Beyond the Headlines: Implications of the Brazilian Elections
The Beyond the Headlines @BUPardeeSchool, or BtH, series at the Frederick S. Pardee School of Global Studies at Boston University continued on November 8, 2018, with a conversation on the recent 2018 general elections in Brazil.
The discussion, entitled “The Brazilian Elections: What Are the Implications?” featured panelists including Prof. Carlos Gustavo Poggio Teixeira, Researcher and Professor of International Relations at the Pontifical Catholic University in São Paulo, Brazil, and Boston University Professor of Political Science Taylor Boas. The conversation was moderated by Julie Klinger, Assistant Professor of International Relations at the Pardee School.

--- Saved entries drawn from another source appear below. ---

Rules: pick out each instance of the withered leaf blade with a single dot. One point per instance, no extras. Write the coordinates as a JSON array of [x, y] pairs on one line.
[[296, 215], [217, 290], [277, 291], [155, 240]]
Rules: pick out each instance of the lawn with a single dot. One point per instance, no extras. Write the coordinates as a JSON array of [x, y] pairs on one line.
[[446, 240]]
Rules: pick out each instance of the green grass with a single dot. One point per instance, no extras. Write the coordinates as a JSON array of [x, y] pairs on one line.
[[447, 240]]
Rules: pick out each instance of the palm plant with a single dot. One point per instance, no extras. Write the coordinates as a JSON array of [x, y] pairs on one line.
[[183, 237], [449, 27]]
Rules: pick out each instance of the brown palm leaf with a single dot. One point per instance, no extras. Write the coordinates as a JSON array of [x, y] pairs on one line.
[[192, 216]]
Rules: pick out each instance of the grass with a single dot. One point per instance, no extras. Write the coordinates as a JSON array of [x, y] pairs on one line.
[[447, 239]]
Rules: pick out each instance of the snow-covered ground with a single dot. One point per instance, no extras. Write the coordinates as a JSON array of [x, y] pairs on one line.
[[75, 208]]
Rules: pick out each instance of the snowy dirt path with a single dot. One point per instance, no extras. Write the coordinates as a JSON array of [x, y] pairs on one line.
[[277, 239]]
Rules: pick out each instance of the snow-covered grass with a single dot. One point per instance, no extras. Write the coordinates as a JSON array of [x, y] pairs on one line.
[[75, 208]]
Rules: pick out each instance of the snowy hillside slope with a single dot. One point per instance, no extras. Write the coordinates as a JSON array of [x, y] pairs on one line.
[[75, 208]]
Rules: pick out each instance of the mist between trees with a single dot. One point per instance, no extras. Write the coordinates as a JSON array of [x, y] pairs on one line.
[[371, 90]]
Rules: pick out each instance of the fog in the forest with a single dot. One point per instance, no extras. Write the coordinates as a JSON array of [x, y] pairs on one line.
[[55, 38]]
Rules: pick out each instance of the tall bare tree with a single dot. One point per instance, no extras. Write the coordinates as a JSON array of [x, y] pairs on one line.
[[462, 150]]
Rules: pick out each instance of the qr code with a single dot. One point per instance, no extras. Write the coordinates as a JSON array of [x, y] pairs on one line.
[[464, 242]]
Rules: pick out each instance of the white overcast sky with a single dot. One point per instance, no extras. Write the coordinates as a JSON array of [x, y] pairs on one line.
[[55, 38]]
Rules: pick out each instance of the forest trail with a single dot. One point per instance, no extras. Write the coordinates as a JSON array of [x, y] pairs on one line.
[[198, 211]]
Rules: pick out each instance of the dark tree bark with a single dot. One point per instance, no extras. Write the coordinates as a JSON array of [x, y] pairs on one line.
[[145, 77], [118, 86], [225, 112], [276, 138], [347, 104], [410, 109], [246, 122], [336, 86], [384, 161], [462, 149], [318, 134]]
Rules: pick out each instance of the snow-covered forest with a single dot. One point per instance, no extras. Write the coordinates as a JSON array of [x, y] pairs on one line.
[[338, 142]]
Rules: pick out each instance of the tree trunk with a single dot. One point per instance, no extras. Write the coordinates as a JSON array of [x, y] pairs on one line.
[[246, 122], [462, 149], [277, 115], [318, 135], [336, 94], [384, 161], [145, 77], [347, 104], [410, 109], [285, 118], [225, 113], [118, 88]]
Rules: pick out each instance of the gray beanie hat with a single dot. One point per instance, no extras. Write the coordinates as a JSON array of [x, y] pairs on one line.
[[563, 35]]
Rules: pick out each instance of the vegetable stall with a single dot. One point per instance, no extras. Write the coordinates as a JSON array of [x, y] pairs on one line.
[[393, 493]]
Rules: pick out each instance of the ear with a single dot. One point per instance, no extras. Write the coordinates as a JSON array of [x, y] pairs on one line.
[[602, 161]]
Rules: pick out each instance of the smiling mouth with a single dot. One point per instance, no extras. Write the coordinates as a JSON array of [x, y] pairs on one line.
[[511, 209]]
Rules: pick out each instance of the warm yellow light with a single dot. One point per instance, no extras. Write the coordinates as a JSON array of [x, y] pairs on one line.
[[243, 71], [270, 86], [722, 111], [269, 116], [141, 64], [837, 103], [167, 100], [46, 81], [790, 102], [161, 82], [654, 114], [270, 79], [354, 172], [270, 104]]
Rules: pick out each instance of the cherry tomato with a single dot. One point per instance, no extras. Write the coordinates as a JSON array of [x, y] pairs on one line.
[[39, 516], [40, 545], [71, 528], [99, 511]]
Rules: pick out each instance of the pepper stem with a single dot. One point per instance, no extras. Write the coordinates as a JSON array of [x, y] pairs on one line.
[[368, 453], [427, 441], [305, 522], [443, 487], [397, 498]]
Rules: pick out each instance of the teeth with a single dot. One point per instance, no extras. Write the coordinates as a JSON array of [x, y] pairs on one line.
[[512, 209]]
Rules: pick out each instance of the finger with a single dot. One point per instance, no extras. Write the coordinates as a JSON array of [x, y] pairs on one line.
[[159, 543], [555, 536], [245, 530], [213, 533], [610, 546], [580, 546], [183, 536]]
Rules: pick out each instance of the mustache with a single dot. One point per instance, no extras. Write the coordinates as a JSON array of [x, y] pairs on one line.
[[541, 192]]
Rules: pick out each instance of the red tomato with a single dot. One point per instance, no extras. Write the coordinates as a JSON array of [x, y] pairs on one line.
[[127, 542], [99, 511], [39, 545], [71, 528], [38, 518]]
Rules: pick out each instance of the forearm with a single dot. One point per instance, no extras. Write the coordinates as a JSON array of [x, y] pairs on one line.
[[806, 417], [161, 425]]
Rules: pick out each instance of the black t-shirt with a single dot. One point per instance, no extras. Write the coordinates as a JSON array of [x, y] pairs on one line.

General elections were held in Brazil in October 2018 for national and state offices including President, Vice President, and National Congress. Rio de Janeiro Congressman Jair Bolsonaro finished first in the first round of the presidential election, and in a subsequent run-off with former São Paulo Mayor Fernando Haddad, Bolsonaro was declared the winner with over 50 percent of the popular vote.
Bolsonaro is a member of the Partido Social Liberal (PSL), a right-wing conservative political party in Brazil. Since Bolsonaro’s entrance into the party, the PSL has changed much of its ideologies, abandoning its former socially liberal policies and keeping its economic liberal policies while at the same time adopting socially conservative policies.
Comparing Bolsonaro’s victory to U.S. President Donald Trump’s 2016 election, Texeira said that he believes both Bolsonaro and Trump are symptoms of broader societal change.
“Trump and Bolsonaro — they are symptoms, they are not causes. I think they are symptoms of deeper social, political, and cultural roots. They are a sign of something that is changing, they are not causes,” Texeira said. “Like Trump, every time Bolsonaro said something really outrageous the press would be all over him so he made the whole campaign about him. It’s the same thing as Trump, and the press fell for it like they did here in the United States.”
Boas said he believes that with the rise of both violence and corruption in Brazil in recent years, the electorate has looked increasingly outside of the political establishment for solutions to these issues. He said that Bolsonaro’s election serves as a lesson that degradations in the quality of democracy can eventually erode the consolidation of democracy.
“As these problems accumulate and get worse over time there is an increased willingness to look outside of the political establishment for solutions. Because the political establishment and democracy are linked you also see a normative decline for democracy,” Boas said. “In this context it shouldn’t be that surprising that a politician with a military background, who has talked about military intervention, and promises to get tough on both corruption and violence can get a lot of traction.”
Beyond the Headlines is a regular series at the Frederick S. Pardee School of Global Studies which seeks to cultivate informed conversations among experts and practitioners on issues that are currently in the news headlines, but to do so with a focus on intellectual analysis and on longer-range trends. Recent Beyond the Headlines discussions have focused on topics including the future of Pakistan, the Rohingya crisis in Myanmar, politics of development research, and transnationalism and health in Asia.